Last week I pitched the following to PM and Today. As usual, no response. Am I being censored, do they not read emails, or do they only respond to non-controversial material?
If as road-users, on foot or on wheels, we give way to others who are there first, i.e. if we take it in turns as in other walks of life, then, not only do we make common cause and enjoy the sociable interaction, we would be able to dispose of those weapons of mass distraction, danger and delay – traffic lights.
Do you have any idea how much that would save the public purse? Tens of billions. Annually (see this, even just the summary at the end).
Moreover, air quality would see a transformation. By making us stop when we could go, and making us continually stop and restart, traffic control extends journey times and maximises emissions.
By contrast, letting us filter at low speeds and low revs cuts exhaust emissions and equally toxic brake dust by over half, as I wrote in 2007.
So instead of squandering public fortunes on congestion charging, with its intrusion into our freedoms and our pockets, let us build on the Highway Code’s overdue change in priority in favour of the vulnerable, and wise up to the benefits that equality among all road-users can bring.

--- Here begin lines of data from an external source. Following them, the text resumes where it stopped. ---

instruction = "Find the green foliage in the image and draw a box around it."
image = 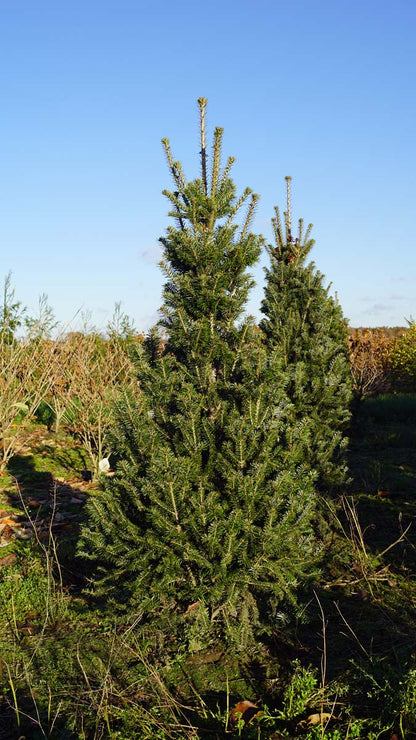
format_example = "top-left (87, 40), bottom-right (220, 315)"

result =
top-left (83, 100), bottom-right (320, 650)
top-left (260, 178), bottom-right (351, 488)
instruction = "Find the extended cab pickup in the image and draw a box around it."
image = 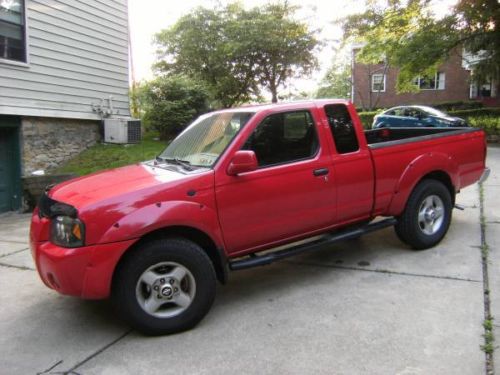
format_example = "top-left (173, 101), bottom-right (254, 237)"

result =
top-left (31, 100), bottom-right (488, 334)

That the Code’s new hierarchy of road-users has received inadequate publicity was demonstrated when I was crossing the road yesterday and was honked at by a bus driver. I blame his ignorance less than the traffic control system which, perhaps most egregiously, puts the onus on the child to beware the driver, when it should be the other way round.
Today we heard that the Transport Select Committee wants to plug the looming £35bn tax hole from loss of vehicle tax through road charging. Still the high-cost, counterproductive ship of traffic control sails on, bizarrely ringfenced and unquestioned.